For the GCBS 2022 in Berlin, the Mobile Ecosystem Forum’s Director of Programmes James Williams interviewed David Lotfi, CEO at Evina, about his 15 years of experience in the DCB market.
1. You are known in the ecosystem as the CEO and founder of Evina. Can you tell us more about yourself and how you came to start Evina?
I am a telecom engineer. At the very beginning of my career, I interned at a Parisian startup that sold services via DCB, stayed there for a while, worked my way up and soon became the CTO. In 2013, particularly pernicious fraud schemes started to appear on the market, which had a strong impact on our business. With my team at the time, I developed a dedicated anti-fraud solution. This project was a great success and soon several MNOs asked me if they could use my solution as they realized that only our DCB services didn’t generate any complaints. I was convinced that it needed to be developed further because cybersecurity had become a necessity to ensure longevity of the DCB payment world. I bought full ownership of the technology and founded Evina with those who had helped me make this disruptive technology a reality.

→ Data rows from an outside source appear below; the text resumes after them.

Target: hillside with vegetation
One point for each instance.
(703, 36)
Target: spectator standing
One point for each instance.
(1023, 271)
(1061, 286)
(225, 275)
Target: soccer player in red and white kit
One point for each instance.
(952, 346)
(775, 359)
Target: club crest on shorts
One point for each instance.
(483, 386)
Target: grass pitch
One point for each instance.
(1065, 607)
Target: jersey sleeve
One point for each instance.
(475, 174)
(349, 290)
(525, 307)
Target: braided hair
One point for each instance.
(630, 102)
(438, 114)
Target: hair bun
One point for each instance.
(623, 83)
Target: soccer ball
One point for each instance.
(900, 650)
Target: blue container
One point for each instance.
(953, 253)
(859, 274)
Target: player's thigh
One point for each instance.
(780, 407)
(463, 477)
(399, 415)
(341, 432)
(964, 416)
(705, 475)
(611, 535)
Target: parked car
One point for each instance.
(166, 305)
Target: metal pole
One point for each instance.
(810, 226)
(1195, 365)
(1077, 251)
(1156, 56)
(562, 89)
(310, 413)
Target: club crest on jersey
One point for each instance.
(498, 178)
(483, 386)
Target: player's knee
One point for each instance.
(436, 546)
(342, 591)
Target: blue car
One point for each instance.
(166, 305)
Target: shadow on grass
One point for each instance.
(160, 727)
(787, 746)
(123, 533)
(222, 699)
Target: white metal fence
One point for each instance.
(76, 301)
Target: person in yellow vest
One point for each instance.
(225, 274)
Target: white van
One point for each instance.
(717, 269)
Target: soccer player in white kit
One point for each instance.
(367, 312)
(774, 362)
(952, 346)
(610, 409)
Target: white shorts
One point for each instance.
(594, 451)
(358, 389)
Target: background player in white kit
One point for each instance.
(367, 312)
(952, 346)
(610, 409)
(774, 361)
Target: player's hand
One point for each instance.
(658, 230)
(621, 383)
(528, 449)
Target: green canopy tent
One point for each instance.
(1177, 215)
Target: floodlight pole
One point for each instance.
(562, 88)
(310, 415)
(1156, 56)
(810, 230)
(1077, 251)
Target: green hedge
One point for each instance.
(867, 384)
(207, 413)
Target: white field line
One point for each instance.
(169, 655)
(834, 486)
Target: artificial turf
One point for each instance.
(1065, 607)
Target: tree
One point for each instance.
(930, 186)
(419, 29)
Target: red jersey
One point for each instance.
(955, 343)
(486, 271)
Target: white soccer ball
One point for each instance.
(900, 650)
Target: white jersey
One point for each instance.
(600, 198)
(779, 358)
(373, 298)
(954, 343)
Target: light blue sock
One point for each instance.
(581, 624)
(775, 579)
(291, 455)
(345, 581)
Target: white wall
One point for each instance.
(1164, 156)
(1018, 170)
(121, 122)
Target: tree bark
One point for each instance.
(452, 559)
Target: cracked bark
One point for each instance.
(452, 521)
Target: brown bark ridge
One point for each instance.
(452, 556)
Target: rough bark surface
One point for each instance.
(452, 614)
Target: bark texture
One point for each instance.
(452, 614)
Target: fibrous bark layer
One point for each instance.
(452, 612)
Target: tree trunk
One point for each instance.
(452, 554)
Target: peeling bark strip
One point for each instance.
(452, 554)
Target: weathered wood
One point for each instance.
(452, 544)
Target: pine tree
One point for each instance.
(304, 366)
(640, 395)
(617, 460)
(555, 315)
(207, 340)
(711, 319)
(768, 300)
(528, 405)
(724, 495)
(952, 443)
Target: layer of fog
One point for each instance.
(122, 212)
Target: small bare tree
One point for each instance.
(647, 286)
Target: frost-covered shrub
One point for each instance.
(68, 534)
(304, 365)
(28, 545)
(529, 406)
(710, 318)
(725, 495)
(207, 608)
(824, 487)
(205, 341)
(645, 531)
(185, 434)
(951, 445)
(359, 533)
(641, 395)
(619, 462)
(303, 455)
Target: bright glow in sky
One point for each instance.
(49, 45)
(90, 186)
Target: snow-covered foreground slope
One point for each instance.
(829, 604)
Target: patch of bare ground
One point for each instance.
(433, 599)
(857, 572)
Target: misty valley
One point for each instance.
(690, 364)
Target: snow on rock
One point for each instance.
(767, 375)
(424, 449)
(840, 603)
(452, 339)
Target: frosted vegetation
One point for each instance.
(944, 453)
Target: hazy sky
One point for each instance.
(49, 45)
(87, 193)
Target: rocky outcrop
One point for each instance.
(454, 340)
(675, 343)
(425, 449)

2. Carrier billing is a promising industry, but very often it develops under the radar of the start-up world and VCs. You have recently raised more than 20 million euros from an American VC. How did you get their attention?
Forward-thinking VCs understand the advantages that DCB has over other payment methods and that in a competitive environment, betting on DCB makes a lot of sense. DCB is a payment method that offers conversion rates up to 10 times higher than that of credit cards, allows seamless payment flows and ensures a particularly high level of user data protection. The only missing piece in many parts of the world is cybersecurity though.
The first action that truly allows DCB to flourish in regions where DCB is booming is always cybersecurity. We are fortunate to have partnered with a fund that is perfectly aligned with our vision: DCB will become one of the main payment methods of the future and its extreme security will make this possible. This is a great sign for the whole ecosystem of a bright future.
3. You’ve now been working in the DCB industry for more than 15 years. What are the key changes in the industry you’ve seen over the years?
This experience allowed me to personally experience the first golden age of DCB and then the eruption of fraud. This era created a real movement of solidarity and collaboration between the players in the sector. We’ve seen operators join forces to create best practices and set up self-regulation systems for the sector through the creation of professional associations. We have seen the emergence of working groups on cybersecurity issues in the DCB etc. Whilst all this is a positive step, I believe this isn’t enough. A lot more needs to be done.
A real polarization of the sector between those players who are betting on DCB and its full security through both regulatory framework and technical means and those who rely on the regulatory framework alone has emerged. This is true at both the operator and country level. The operators who gain the most market share are those who invest and secure their payment methods by using state-of-the-art technology, and the countries where DCB is most successful are the countries where it is best protected.
4. Why have the regulatory efforts and the self-discipline of the industry players not been enough to stop the fraud?
Because we are talking about a technology area for which the law or best practice recommendations alone can only be expected to provide a partial solution. Fraud has become automated and cybercriminals have rapidly developed new forms of attacks, by hacking DCB using advanced malware. It’s therefore necessary to provide a technological solution capable of adapting continuously and enforcing regulations. This means significant and ongoing investments over a period of years to be able to identify new forms of fraud and to stop them in their tracks.
5. What is the real impact on players who are not fully aware of this technical fraud?
The most immediate impact is the limitation of the activity. Many players have simply limited their DCB activity and have implemented more restrictive rules concerning their partners or the use of technology. This limits the universality of DCB payments and makes them progressively less competitive. The worst thing is of course that the lengthening of payment flows, the introduction of One-Time Passwords, and other restrictions cannot stop fraud, but it does drastically limit the activity. In most cases, growth is limited and the company stagnates trying to cope with the fraud. In the long run, the main risk is to be forced into shutting down, at least temporarily, because of a major attack.
6. What are the players with the highest growth and profitability in DCB doing to succeed?
They work on these basic fundamentals: conversion rates, end-user satisfaction, latency, and the quality of the partners they work with.
The ideal for the consumer is to pay in one click on an optimized merchant site, and with complete peace of mind.
To achieve this ideal, the best players trust their partners to build the most optimal payment paths, they take full advantage of all DCB has to offer and attract partners that are particularly valued by the end user. To do this, they invest in the right technology solutions that allow them to trust their partners and control their business. And this is what a great cybersecurity solution can offer, capable of tracking the entire sales funnel, having total visibility of the flows and stopping cybercriminal attacks.
The future of DCB is bright and we’ve reached unprecedented levels of satisfaction with our customers. And this is just the beginning for our industry. Juniper Research estimates that the market will reach nearly $100 billion by 2026, with the most secure players capturing a majority share of that pie. And by protecting themselves, they will grow the DCB market well beyond that level.